CERVELLO SEROTONINA - Copia - CopiaUn gruppo  di ricercatori dell’Universita’ di Pisa, in una ricerca che sarà pubblicata sulla rivista scientifica americana “Molecular Psychiatry”,  ha ‘fotografato’ per la prima volta come si sviluppa il cervello se manca la serotonina, la cosiddetta ”molecola della felicita”’ cosi’ chiamata perche’ fra le piu’ coinvolte nel controllo dell’umore e delle emozioni. Per raggiungere l’obiettivo i ricercatori pisani hanno utilizzato sofisticate tecnologie di genetica molecolare e hanno sostituito su cavie di laboratorio la sequenza del gene responsabile della sintesi di serotonina con una proteina verde fluorescente o Green Fluorescent Protein (Gfp) in modo da riuscire a vedere i neuroni con grande precisione attraverso speciali tecniche di microscopia. ”Per la prima volta grazie alla nostra metodologia abbiamo osservato una drastica alterazione dello sviluppo della ramificazione delle fibre dei neuroni serotoninergici.

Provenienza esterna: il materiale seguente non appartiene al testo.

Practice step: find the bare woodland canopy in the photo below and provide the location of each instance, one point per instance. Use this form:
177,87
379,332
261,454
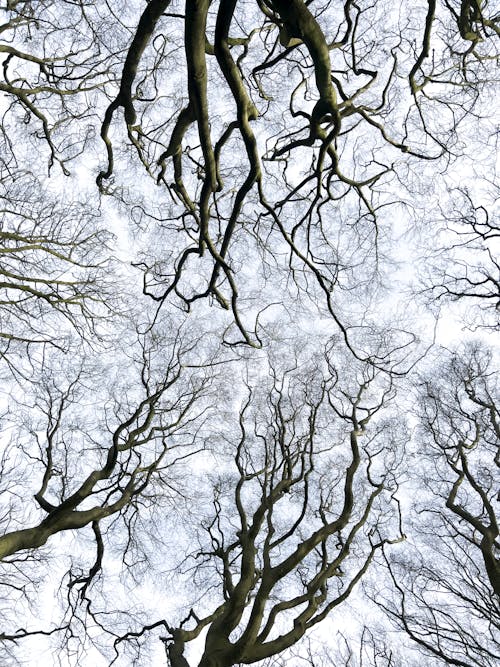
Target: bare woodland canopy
249,293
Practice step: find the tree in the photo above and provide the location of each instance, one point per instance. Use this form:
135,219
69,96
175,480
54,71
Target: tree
448,585
234,426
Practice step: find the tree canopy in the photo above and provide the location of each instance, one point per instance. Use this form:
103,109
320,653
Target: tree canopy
249,294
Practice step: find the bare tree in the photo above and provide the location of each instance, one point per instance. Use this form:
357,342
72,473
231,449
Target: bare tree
295,521
54,273
266,157
448,586
87,448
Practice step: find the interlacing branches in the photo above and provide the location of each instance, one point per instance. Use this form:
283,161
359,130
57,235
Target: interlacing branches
310,506
292,87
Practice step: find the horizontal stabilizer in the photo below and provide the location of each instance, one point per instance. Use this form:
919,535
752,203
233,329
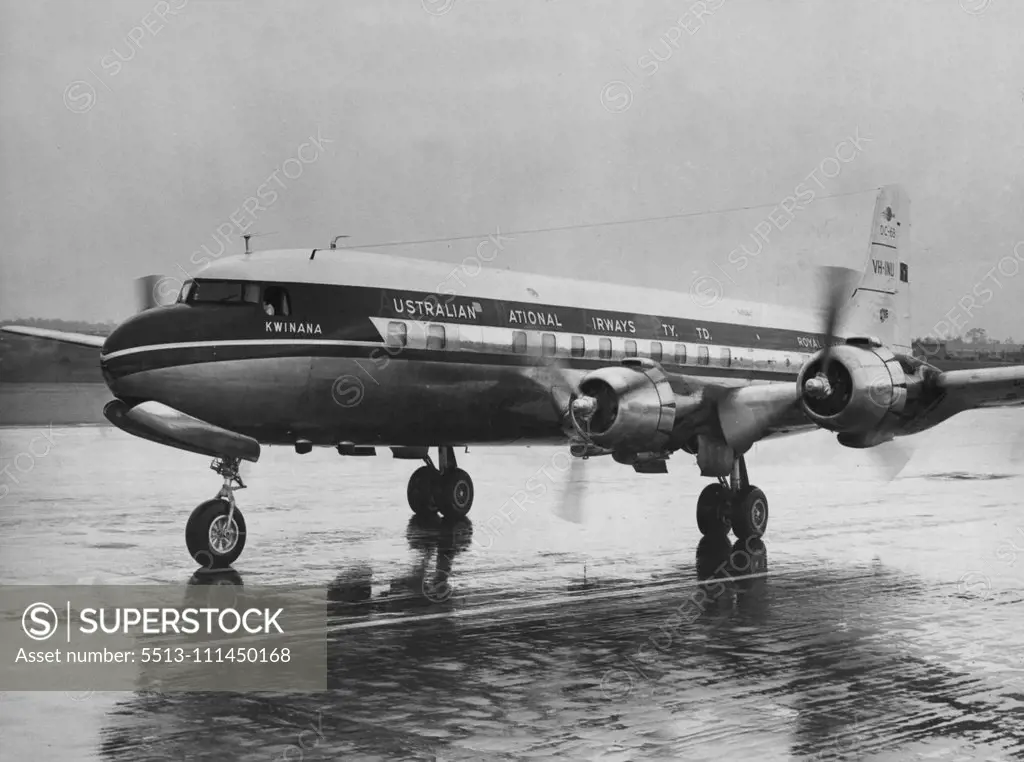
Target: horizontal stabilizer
68,337
164,425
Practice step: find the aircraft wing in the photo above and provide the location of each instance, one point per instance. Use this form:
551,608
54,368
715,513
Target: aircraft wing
984,387
68,337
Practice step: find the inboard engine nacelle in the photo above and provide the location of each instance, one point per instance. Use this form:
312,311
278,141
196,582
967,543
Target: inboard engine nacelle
864,391
630,407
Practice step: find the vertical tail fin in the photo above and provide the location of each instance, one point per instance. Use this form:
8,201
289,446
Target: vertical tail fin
881,305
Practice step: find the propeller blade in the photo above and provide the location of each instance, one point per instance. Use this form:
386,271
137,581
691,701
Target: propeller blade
839,287
569,507
156,291
891,458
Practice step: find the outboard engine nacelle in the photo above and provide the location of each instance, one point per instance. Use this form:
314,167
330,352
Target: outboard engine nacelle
862,390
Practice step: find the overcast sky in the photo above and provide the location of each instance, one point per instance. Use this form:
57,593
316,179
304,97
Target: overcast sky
131,131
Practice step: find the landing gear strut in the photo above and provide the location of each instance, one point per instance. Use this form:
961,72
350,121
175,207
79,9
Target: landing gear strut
445,489
215,534
734,504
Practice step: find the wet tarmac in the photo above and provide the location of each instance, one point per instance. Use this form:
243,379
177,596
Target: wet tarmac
880,620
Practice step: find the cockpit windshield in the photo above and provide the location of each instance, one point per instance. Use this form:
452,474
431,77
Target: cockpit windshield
223,292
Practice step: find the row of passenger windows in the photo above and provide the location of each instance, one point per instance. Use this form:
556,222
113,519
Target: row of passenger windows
397,336
272,299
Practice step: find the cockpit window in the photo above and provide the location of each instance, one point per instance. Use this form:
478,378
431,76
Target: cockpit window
223,292
275,301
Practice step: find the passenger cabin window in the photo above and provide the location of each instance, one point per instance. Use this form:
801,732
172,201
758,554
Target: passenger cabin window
183,293
275,301
397,334
223,292
579,346
518,342
435,337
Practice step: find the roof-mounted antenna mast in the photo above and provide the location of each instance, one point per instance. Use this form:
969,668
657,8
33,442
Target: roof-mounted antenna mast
248,236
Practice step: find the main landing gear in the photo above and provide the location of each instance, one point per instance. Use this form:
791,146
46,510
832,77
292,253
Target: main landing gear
445,490
215,534
734,504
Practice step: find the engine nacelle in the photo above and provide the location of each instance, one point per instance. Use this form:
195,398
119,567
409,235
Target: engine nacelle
633,408
864,393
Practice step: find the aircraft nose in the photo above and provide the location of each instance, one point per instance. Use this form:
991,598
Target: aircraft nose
122,354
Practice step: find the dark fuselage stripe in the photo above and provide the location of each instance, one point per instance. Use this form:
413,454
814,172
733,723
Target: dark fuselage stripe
190,353
345,312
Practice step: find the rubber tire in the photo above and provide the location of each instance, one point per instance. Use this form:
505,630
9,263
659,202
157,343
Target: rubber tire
714,517
750,514
198,535
421,492
454,494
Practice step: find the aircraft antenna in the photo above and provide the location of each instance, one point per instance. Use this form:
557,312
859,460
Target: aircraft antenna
248,236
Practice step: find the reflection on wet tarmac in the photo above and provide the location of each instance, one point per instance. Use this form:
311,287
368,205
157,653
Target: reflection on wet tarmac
714,659
845,635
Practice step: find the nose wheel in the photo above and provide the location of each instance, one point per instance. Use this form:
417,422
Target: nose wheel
446,490
733,504
215,533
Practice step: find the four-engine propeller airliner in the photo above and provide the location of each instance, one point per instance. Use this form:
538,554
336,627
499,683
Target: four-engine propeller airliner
336,347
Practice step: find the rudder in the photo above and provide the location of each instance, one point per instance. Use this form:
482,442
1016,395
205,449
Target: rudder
881,304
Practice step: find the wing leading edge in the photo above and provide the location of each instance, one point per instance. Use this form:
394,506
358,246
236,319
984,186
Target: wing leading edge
984,387
67,337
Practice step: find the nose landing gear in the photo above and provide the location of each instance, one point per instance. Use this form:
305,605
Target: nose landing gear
446,489
215,534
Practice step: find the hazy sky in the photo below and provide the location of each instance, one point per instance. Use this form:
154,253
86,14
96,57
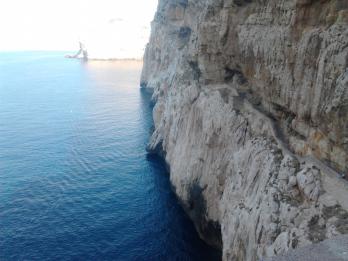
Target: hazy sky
59,24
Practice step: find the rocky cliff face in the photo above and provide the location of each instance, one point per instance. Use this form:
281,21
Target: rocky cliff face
251,115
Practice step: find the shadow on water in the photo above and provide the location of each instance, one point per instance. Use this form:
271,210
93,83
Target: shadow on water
76,182
194,248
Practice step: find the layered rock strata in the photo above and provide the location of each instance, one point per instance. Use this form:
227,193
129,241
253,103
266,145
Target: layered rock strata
251,115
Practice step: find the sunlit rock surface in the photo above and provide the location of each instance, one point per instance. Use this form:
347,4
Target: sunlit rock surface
251,115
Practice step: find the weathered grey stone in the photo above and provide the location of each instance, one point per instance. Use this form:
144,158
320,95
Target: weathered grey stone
252,116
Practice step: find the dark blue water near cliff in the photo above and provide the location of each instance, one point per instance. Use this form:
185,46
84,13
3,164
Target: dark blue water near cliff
75,181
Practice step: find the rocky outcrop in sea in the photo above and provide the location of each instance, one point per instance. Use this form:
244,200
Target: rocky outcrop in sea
251,116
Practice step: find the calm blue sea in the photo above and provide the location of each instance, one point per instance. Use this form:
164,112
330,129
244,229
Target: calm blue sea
75,180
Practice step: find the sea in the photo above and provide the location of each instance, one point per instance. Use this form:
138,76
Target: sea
75,180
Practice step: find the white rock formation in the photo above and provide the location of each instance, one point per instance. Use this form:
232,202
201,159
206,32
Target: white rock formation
251,115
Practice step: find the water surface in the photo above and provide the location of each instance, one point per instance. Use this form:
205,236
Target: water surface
75,181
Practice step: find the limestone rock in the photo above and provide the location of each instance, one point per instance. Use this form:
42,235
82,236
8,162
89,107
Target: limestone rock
251,115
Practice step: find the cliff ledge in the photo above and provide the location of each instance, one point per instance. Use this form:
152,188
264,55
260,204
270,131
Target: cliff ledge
251,115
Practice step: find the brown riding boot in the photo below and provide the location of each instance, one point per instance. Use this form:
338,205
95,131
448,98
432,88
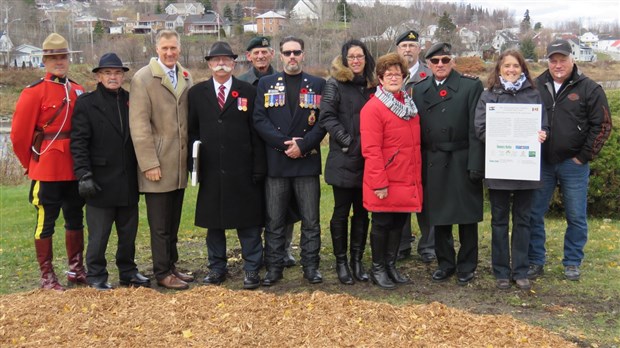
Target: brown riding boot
75,256
44,251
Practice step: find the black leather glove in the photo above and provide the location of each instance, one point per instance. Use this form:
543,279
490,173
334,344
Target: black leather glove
87,187
475,175
258,178
344,139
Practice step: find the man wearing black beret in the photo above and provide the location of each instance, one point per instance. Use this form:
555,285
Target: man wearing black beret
260,54
452,162
408,47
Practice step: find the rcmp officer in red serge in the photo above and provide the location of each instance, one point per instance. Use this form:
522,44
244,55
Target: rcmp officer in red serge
452,162
232,166
40,134
105,161
286,117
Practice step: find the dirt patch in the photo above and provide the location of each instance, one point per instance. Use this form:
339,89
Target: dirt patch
219,317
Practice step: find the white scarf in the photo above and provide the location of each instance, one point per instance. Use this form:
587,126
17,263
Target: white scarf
404,111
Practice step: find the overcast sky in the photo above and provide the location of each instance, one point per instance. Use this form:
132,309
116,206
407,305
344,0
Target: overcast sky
548,12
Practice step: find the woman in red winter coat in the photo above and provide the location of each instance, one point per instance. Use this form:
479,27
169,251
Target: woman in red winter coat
392,184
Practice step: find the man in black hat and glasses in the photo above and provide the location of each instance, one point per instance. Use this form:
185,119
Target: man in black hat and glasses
105,163
231,166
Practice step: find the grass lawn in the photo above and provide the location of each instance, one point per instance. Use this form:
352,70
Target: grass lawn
586,312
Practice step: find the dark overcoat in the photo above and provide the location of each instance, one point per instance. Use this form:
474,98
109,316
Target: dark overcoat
450,149
101,144
232,157
276,125
340,112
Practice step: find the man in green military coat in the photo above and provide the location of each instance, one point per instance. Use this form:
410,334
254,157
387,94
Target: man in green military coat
452,162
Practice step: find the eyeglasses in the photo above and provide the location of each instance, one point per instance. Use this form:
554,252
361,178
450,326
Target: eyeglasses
410,46
354,58
112,73
444,60
295,53
392,76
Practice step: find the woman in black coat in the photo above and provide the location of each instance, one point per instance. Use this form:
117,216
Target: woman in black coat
351,83
510,82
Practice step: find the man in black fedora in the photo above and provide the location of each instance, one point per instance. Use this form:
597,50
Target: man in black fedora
105,163
231,164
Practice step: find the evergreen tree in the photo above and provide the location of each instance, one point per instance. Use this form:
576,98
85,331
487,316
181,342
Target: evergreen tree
445,29
228,12
343,11
98,31
238,13
528,48
526,26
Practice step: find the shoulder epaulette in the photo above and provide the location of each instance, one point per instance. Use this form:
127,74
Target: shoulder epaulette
35,83
468,76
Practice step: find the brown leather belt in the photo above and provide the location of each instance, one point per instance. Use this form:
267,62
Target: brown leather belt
61,135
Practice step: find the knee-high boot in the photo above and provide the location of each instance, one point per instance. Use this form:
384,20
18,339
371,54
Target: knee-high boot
359,233
339,242
393,243
45,254
74,240
378,244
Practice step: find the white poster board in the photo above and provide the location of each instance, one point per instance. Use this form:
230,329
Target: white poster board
512,149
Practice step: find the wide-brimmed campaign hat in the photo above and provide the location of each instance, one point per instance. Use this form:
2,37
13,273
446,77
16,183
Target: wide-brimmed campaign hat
56,44
110,60
219,49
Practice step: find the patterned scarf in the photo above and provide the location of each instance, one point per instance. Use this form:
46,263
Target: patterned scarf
512,86
404,111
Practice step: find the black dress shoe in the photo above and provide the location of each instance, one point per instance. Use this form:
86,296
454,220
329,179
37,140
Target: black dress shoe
535,271
464,278
272,277
102,286
214,278
251,280
313,275
440,275
403,254
428,258
136,280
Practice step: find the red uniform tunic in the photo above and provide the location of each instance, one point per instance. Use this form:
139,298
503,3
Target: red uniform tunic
36,105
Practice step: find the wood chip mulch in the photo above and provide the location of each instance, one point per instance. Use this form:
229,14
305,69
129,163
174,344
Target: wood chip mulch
209,316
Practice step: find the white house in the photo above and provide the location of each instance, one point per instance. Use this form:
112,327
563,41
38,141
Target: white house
504,39
27,55
307,9
184,9
589,39
582,53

Normalmente il cervello contiene un numero molto piccolo di neuroni capaci di sintetizzare la serotonina e solo grazie alla presenza di fibre nervose altamente ramificate e’ possibile trasportare e distribuire questo neurotrasmettitore in tutte le aree dell’encefalo”, ha spiegato il professor Massimo Pasqualetti del Dipartimento di Biologia dell’Ateneo pisano che ha coordinato un team di ricerca tutto al femminile e composto da Sara Migliarini, Barbara Pelosi e Giulia Pacini. ”La nostra scoperta – ha aggiunto Massimo Pasqualetti – dimostra dunque che alterazioni dei normali livelli di serotonina durante lo sviluppo del sistema nervoso centrale agiscono sulla formazione delle corrette connessioni (o circuiteria) nel cervello causando alterazioni permanenti che potrebbero predisporre a patologie neuropsichiatriche dello sviluppo, le quali, a loro volta, possono essere all’origine, anche nell’uomo, dell’insorgenza di piu’ gravi disturbi neuropsichiatrici come schizofrenia e autismo”.